Mas o esquecimento nunca traz paz.
Só atenua o que não pode ser atenuado.
Só amansa o que não deve ser sentido.
E lá permanecem as coisas más.


Remoendo, endurecendo, triturando
A raiva de não puder deixar de sentir
O que não queremos. O que não somos.


Tudo palavras. Tudo sentimentos.
A alma está farta.

quinta-feira, 22 de novembro de 2007

Os dias

Sentir a amargura dos dias,
apagados, sombrios, fugazes,
como se o acordar da noite
despertasse em mim o mais
simples deslumbramento descontente

Sentir o desligar da corrente
a efemeridade longa de um dia
que nunca foi, apesar da estranha alma
que habita em mim
querer desesperadamente tornar real
o que de tão real que é
não pode realmente existir

Sentir a inexistência do universo,
agarrando os pensamentos pensados
de alguém que não quer sentir

Os dias? Longas esperas,
longas continuidades descontínuas
que se arrastam no tempo,
trazendo consigo
a dor de quem nunca sentiu.

segunda-feira, 19 de novembro de 2007

O esforço

O som sibilante das folhas das árvores, arrastadas pelo vento, é inconfundível. Uma sensação de tranquilidade, de paz de espírito, … parece que as folhas têm vida e, por momentos, sacodem a pressão de ser folhas, de ter que cair no Outono e florescer na Primavera, de não poderem ser roxas, de não poderem agradecer ao vento por as fazer sentir vivas! Vida de folha não é fácil, engane-se o leitor!
Sentada no capim, verde-amarelado, sentindo as folhas fazendo-me cócegas, apreciava a paisagem verde-azulada. Como, em não raros momentos da vida, nos esquecemos de apreciar a beleza inexplicável da Natureza, os seus segredos e fantasias, confidências e emoções. Se fosse só o ser humano a sentir-se pressionado, a sentir-se comandado por factores exteriores à sua vontade… também a Natureza sente na pele o fardo de assegurar que o mundo continua com esta magnificência, tantas vezes ignorada e incompreendida pelos Homens!
Só o verdadeiro autor da sua “obra” sabe o seu valor inerente, o valor que provém de um esforço equiparável a mil gotas de suor derramadas debaixo da principal fonte emocional da terra. Por vezes o esforço não é reconhecido, e uma sensação de dever não cumprido ilumina a nossa chama de revolta interior, tantas vezes aquecida pela raiva emanada dos nossos fervorosos corações.
Mas gosto de pensar que tudo vale a pena e que o esforço e o valor das coisas é subjectivo. E embora sinta que o ser humano tem uma necessidade tremenda de saber o seu esforço reconhecido pelos outros para sua própria realização pessoal, por vezes não dá o devido valor ao seu auto – reconhecimento. E o “outro” devia contar, se tanto, como o “eu”.

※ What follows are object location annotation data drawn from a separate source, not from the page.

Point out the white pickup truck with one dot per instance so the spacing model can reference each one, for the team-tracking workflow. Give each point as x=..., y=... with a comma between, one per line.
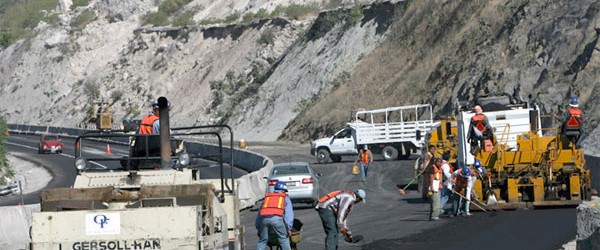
x=392, y=132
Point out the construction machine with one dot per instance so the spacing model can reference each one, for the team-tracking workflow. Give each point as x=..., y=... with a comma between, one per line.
x=152, y=198
x=527, y=164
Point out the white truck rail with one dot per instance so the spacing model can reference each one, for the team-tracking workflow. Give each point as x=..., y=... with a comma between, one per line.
x=396, y=124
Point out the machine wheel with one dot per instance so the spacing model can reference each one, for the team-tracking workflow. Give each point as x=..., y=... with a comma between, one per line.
x=405, y=154
x=335, y=158
x=389, y=153
x=322, y=155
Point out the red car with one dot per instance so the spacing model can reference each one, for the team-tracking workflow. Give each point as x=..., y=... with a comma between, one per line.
x=50, y=143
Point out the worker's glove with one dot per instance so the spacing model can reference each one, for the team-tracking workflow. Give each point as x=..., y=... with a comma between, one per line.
x=344, y=230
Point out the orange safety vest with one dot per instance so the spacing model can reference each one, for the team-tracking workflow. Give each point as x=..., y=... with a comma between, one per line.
x=364, y=156
x=575, y=119
x=332, y=194
x=478, y=118
x=437, y=171
x=274, y=204
x=146, y=124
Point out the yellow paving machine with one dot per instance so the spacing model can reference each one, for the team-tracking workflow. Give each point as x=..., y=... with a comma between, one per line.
x=527, y=164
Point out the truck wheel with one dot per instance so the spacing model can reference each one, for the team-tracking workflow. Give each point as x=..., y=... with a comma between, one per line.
x=389, y=153
x=322, y=156
x=335, y=158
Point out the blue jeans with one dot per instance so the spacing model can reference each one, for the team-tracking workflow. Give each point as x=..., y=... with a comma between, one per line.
x=363, y=171
x=330, y=226
x=446, y=196
x=434, y=208
x=276, y=223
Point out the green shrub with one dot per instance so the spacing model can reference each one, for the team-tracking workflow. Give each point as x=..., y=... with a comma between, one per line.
x=77, y=3
x=172, y=6
x=3, y=160
x=267, y=37
x=260, y=14
x=233, y=17
x=18, y=18
x=155, y=18
x=296, y=11
x=92, y=90
x=116, y=95
x=86, y=17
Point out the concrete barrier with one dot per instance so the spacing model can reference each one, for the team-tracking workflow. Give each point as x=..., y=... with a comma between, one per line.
x=251, y=187
x=14, y=226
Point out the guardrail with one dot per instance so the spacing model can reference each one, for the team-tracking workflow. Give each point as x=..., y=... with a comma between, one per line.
x=250, y=187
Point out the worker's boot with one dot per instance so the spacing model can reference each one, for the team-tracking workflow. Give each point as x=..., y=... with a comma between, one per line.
x=467, y=209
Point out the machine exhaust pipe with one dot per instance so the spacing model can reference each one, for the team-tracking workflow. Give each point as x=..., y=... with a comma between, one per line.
x=165, y=133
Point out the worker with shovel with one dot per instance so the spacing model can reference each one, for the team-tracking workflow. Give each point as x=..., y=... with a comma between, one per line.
x=333, y=210
x=464, y=184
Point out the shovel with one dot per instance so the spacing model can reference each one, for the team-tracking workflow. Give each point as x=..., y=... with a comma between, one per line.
x=353, y=239
x=401, y=191
x=492, y=196
x=474, y=203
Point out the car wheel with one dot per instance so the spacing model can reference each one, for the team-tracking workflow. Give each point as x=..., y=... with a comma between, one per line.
x=335, y=158
x=389, y=153
x=323, y=156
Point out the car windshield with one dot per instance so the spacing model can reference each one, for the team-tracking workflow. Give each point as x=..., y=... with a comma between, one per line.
x=294, y=169
x=50, y=138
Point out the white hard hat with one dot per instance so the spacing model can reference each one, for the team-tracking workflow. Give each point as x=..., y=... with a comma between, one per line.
x=362, y=194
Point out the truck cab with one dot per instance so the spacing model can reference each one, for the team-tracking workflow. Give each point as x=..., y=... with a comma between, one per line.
x=391, y=132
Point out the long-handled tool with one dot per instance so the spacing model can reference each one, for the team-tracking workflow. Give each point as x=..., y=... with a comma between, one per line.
x=491, y=196
x=401, y=190
x=463, y=197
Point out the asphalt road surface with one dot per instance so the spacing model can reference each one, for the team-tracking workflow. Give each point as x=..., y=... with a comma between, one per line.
x=390, y=221
x=62, y=167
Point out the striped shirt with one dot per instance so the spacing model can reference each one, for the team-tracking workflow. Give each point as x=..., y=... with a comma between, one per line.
x=341, y=205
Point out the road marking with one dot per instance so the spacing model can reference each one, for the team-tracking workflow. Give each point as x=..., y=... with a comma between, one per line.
x=63, y=154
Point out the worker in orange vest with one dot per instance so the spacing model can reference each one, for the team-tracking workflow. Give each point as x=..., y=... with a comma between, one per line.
x=333, y=210
x=150, y=124
x=573, y=124
x=434, y=173
x=479, y=130
x=365, y=157
x=275, y=213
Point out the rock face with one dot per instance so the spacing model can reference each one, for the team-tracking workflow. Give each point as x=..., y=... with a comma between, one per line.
x=301, y=79
x=588, y=223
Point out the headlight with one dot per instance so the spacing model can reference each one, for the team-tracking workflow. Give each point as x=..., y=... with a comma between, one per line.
x=80, y=164
x=184, y=159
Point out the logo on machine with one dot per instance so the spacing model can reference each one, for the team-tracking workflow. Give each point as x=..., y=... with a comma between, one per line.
x=103, y=224
x=101, y=219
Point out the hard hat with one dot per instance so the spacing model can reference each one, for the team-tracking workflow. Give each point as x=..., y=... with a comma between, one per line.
x=574, y=102
x=280, y=185
x=465, y=172
x=362, y=194
x=156, y=106
x=481, y=170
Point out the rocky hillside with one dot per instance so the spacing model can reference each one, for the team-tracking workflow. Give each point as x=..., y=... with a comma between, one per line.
x=273, y=72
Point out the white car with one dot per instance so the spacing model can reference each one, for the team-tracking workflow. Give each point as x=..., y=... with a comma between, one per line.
x=300, y=178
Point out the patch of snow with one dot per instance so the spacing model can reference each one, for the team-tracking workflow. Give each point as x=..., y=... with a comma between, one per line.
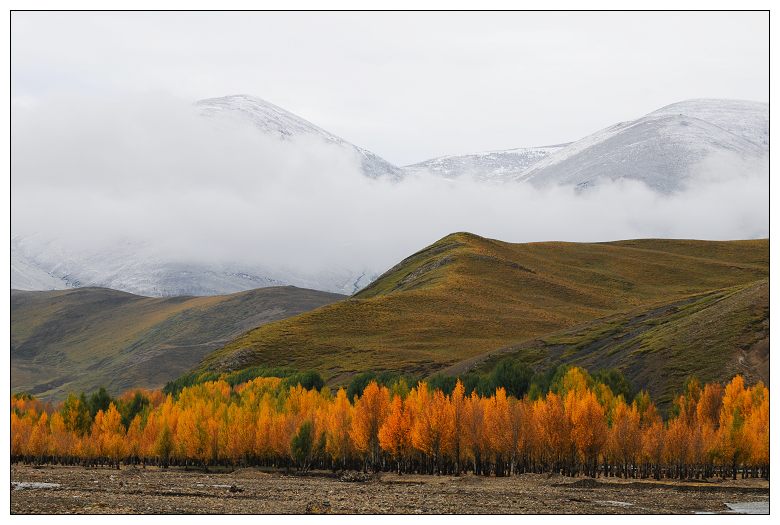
x=280, y=123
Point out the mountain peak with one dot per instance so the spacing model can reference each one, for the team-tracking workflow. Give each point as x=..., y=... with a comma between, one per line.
x=277, y=122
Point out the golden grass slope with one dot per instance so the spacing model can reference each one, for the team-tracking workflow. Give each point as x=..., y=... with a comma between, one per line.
x=466, y=295
x=83, y=338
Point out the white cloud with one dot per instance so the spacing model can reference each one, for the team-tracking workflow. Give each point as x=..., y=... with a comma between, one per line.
x=98, y=171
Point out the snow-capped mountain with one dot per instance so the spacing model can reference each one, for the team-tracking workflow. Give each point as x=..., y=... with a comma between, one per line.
x=498, y=166
x=131, y=267
x=661, y=149
x=277, y=122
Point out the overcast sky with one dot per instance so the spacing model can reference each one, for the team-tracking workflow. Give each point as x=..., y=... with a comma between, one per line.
x=408, y=86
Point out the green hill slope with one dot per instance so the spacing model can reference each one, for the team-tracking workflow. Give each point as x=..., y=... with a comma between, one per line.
x=714, y=335
x=79, y=339
x=465, y=295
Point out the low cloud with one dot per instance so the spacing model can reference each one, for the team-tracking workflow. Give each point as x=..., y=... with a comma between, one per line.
x=150, y=172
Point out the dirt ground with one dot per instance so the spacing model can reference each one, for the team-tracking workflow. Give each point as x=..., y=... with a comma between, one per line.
x=66, y=490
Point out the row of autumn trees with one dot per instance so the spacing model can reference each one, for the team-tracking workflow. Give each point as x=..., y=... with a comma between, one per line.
x=578, y=427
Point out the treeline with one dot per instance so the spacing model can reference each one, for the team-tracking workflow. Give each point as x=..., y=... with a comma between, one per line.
x=578, y=426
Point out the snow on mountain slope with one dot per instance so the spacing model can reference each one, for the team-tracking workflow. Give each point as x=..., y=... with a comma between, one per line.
x=275, y=121
x=745, y=118
x=131, y=267
x=25, y=275
x=660, y=149
x=499, y=166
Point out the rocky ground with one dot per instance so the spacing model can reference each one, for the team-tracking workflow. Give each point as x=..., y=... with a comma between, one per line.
x=66, y=490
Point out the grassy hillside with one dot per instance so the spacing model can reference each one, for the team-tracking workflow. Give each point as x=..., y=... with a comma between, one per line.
x=79, y=339
x=714, y=335
x=465, y=296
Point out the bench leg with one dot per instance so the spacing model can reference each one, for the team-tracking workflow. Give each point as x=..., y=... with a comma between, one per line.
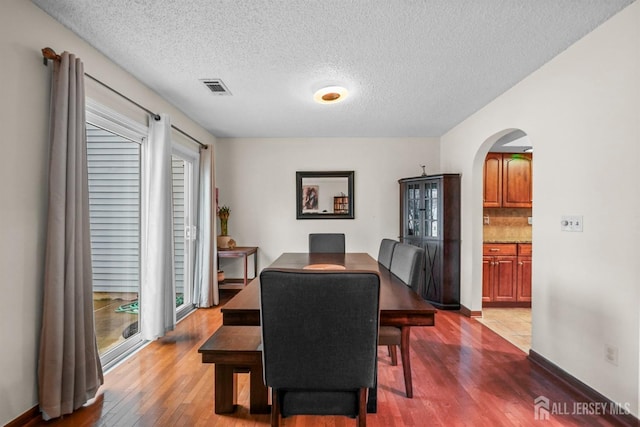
x=224, y=383
x=258, y=392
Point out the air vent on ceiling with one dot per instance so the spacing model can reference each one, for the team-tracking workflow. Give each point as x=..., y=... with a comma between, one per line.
x=216, y=86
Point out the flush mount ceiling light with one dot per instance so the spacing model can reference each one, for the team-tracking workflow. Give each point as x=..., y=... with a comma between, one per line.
x=330, y=94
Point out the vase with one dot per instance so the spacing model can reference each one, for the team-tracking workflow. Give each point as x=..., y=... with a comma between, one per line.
x=223, y=241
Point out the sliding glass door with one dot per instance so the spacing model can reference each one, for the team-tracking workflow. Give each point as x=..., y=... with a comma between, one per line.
x=185, y=172
x=114, y=169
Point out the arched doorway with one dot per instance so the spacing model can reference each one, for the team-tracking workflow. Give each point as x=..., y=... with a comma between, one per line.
x=506, y=173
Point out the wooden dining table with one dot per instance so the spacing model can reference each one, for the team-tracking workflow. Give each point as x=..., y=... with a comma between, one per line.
x=400, y=306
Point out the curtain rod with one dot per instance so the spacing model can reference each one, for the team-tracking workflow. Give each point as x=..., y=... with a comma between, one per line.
x=50, y=54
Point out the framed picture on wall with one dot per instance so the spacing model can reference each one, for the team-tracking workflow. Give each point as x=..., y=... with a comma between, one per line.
x=324, y=195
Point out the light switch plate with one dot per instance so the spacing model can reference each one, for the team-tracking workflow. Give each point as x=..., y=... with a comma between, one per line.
x=571, y=223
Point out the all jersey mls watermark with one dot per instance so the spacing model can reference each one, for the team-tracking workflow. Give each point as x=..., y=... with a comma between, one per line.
x=543, y=408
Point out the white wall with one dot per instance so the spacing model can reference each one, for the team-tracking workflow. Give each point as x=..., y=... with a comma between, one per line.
x=24, y=84
x=582, y=113
x=257, y=180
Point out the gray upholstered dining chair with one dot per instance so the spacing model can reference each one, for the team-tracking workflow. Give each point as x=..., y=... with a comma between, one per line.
x=407, y=264
x=326, y=243
x=319, y=337
x=385, y=252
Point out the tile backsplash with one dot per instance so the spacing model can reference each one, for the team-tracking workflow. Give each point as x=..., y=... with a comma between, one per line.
x=507, y=225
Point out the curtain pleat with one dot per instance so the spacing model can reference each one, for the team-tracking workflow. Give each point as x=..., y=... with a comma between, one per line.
x=206, y=282
x=69, y=369
x=157, y=307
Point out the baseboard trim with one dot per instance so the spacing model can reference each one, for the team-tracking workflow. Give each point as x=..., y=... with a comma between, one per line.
x=470, y=313
x=25, y=418
x=498, y=304
x=587, y=393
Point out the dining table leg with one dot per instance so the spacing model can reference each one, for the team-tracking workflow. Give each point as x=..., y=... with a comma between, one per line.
x=372, y=401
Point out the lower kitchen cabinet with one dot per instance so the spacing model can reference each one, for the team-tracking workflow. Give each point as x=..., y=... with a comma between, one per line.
x=506, y=274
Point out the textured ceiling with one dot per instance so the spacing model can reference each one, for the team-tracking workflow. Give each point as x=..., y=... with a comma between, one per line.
x=413, y=68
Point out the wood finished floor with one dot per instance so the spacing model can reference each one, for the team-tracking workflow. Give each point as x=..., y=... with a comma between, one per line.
x=464, y=374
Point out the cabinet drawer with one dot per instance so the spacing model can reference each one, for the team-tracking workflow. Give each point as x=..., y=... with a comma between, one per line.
x=524, y=249
x=500, y=249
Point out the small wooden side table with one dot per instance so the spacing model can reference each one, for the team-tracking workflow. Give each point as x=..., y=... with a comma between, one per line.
x=240, y=252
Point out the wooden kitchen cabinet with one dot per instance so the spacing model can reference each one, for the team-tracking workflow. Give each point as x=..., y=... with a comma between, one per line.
x=508, y=180
x=506, y=274
x=493, y=180
x=499, y=272
x=523, y=291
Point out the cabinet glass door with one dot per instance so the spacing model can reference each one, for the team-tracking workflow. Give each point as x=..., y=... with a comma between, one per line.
x=414, y=223
x=430, y=217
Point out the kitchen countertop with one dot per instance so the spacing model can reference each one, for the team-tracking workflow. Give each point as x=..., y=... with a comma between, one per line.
x=507, y=241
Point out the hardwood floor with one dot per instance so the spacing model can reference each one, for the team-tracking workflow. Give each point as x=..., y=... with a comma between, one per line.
x=464, y=374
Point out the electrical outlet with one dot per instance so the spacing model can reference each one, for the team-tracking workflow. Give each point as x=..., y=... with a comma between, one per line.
x=611, y=354
x=571, y=223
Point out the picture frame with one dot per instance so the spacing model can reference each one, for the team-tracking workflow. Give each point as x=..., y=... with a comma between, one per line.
x=325, y=195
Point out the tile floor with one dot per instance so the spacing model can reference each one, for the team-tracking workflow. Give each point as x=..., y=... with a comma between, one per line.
x=513, y=324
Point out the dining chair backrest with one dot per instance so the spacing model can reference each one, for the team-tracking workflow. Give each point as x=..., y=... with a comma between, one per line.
x=407, y=264
x=385, y=253
x=319, y=337
x=326, y=243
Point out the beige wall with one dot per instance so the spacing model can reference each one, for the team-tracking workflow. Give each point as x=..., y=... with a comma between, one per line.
x=24, y=85
x=257, y=180
x=582, y=114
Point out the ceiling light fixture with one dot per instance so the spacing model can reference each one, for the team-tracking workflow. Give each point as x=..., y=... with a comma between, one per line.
x=330, y=94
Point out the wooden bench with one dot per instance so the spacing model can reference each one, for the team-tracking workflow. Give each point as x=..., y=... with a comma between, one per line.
x=236, y=349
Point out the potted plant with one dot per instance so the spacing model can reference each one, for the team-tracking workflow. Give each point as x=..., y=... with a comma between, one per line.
x=223, y=238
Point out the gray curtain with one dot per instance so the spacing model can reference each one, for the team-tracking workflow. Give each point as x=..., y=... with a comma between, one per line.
x=158, y=290
x=69, y=370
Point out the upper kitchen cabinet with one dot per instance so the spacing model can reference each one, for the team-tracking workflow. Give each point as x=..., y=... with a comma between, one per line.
x=508, y=180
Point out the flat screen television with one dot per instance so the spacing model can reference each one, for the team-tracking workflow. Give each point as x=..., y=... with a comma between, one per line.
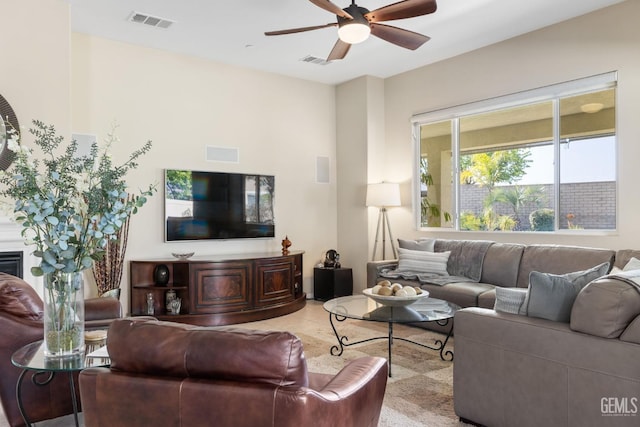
x=203, y=205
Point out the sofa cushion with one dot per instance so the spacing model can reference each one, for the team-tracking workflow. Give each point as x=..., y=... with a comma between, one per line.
x=605, y=307
x=623, y=256
x=509, y=300
x=422, y=261
x=551, y=296
x=632, y=333
x=228, y=353
x=417, y=245
x=559, y=260
x=464, y=294
x=501, y=264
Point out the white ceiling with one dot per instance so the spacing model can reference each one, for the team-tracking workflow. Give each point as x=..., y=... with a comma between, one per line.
x=233, y=31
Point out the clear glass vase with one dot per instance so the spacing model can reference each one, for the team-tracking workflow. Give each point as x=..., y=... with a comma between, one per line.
x=63, y=314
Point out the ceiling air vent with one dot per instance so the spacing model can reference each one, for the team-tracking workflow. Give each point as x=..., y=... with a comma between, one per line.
x=314, y=60
x=152, y=21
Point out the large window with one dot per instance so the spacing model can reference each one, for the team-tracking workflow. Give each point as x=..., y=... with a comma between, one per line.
x=543, y=160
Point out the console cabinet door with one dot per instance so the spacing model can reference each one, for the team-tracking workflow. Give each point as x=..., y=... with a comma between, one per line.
x=220, y=287
x=274, y=281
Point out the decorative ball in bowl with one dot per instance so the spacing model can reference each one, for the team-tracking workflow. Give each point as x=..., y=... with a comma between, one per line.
x=183, y=256
x=392, y=300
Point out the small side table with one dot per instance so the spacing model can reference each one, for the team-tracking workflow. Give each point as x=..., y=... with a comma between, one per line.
x=330, y=283
x=31, y=357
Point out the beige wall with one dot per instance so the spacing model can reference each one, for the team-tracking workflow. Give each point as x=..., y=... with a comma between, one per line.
x=35, y=80
x=360, y=136
x=592, y=44
x=279, y=124
x=82, y=84
x=34, y=69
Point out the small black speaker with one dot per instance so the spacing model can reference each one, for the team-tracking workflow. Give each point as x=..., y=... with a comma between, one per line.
x=161, y=275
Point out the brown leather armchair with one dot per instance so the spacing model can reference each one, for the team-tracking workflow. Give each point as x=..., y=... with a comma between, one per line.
x=21, y=312
x=172, y=374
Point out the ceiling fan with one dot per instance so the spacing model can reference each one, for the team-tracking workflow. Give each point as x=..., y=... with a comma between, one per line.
x=355, y=23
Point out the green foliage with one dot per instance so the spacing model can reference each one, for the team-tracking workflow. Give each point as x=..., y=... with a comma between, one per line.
x=490, y=168
x=517, y=197
x=542, y=220
x=430, y=212
x=468, y=221
x=69, y=206
x=178, y=185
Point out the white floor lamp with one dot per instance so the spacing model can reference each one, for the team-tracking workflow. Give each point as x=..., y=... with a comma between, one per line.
x=383, y=195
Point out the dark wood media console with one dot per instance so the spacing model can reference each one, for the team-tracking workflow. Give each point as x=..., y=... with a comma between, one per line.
x=221, y=290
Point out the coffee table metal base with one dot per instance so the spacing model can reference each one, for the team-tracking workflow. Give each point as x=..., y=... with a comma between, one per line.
x=439, y=345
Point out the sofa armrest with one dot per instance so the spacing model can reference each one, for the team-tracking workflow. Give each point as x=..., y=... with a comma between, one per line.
x=374, y=268
x=99, y=312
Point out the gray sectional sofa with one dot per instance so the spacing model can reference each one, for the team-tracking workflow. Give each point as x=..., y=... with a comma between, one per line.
x=503, y=264
x=515, y=368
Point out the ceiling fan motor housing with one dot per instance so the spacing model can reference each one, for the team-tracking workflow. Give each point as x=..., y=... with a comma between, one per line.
x=358, y=16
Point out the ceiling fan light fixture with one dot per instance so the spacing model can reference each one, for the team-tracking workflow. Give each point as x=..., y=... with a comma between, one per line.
x=354, y=33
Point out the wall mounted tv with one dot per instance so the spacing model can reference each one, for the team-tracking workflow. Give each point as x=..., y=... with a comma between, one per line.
x=217, y=205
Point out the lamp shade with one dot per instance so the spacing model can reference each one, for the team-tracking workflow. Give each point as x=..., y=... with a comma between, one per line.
x=383, y=194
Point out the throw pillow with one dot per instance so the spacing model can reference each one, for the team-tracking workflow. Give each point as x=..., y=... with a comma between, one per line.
x=509, y=300
x=422, y=262
x=551, y=296
x=417, y=245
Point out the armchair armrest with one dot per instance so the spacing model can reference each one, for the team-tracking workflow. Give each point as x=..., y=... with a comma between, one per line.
x=353, y=397
x=355, y=377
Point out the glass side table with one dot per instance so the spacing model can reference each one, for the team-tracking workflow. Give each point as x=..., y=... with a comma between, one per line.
x=31, y=358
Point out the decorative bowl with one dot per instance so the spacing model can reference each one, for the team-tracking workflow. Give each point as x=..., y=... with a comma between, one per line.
x=393, y=301
x=185, y=255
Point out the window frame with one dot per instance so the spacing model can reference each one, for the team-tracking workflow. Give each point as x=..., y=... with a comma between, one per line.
x=453, y=114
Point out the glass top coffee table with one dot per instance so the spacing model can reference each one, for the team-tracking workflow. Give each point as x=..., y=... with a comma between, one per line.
x=360, y=307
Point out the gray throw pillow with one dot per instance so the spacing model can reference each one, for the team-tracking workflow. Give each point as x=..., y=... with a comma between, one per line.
x=417, y=245
x=551, y=296
x=509, y=300
x=422, y=262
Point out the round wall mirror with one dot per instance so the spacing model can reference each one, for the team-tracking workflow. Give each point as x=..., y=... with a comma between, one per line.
x=7, y=115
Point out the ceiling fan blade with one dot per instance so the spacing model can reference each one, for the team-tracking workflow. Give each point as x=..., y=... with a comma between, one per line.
x=402, y=10
x=298, y=30
x=339, y=51
x=398, y=36
x=330, y=7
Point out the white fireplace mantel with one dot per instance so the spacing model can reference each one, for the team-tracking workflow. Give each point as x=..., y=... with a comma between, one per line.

sábado, 3 de novembro de 2007

Uma corda

Uma corda

Puxa
Segura
Prende
Sufoca
Amordaça
Chicoteia

E a corda

Prende-nos às correntes do dogmatismo
Sufoca toda a alegria de viver
Amordaça o sorriso, a vontade de querer mais
Chicoteia tudo o que se demonstrar uma afronta

Mas, se tivermos audácia
Ela segura-nos
Puxa por nós
Salta as barreiras do impossível
Prende o inatingível
Solta a vontade de vencer e triunfar
Sufoca toda a tristeza
Amordaça as derrotas

A corda
É o que nós fazemos dela.

quinta-feira, 1 de novembro de 2007

Luzes apagadas : fim da linha !

CAPÍTULO I
E se um dia as luzes do meu quarto se apagarem? E mesmo que eu faça tudo para as voltar a acender, elas simplesmente não ligarem?


Num sono profundo, adormecido, me encontro. As luzes estão apagadas. Faço um esforço por esticar a mão, entorpecida, depois de uma longa noite de sono intenso. Nem os sonhos invadiram este descansar mole e sedento: deixei-me levar pelo desligar da alma, num momento em que todas as minhas breves forças precisavam de ser carregadas. Agarro o candeeiro e acendo a luz. Não acende. Tento outra vez. Desligada. Um arrepio percorre-me a espinha. Sento-me à beira da cama. Os meus músculos contraem-se e sinto um mau estar generalizado pelo corpo. Olho à minha volta e tudo me parece diferente, embora a disposição do quarto esteja exactamente no mesmo lugar. Há algo diferente no ar, pressinto – o. Um cheiro estranhamente familiar invade a atmosfera, envolvendo-me de uma forma tão invulgar como acolhedora.



Grito. Chamo. Choro. Estou sozinha. Solitariamente abandonada. A espera é longa, dolorosa e o frio continua a habitar a minha alma. Estarei vivamente morta? Segurada apenas pela linha ténue que separa a luz das trevas?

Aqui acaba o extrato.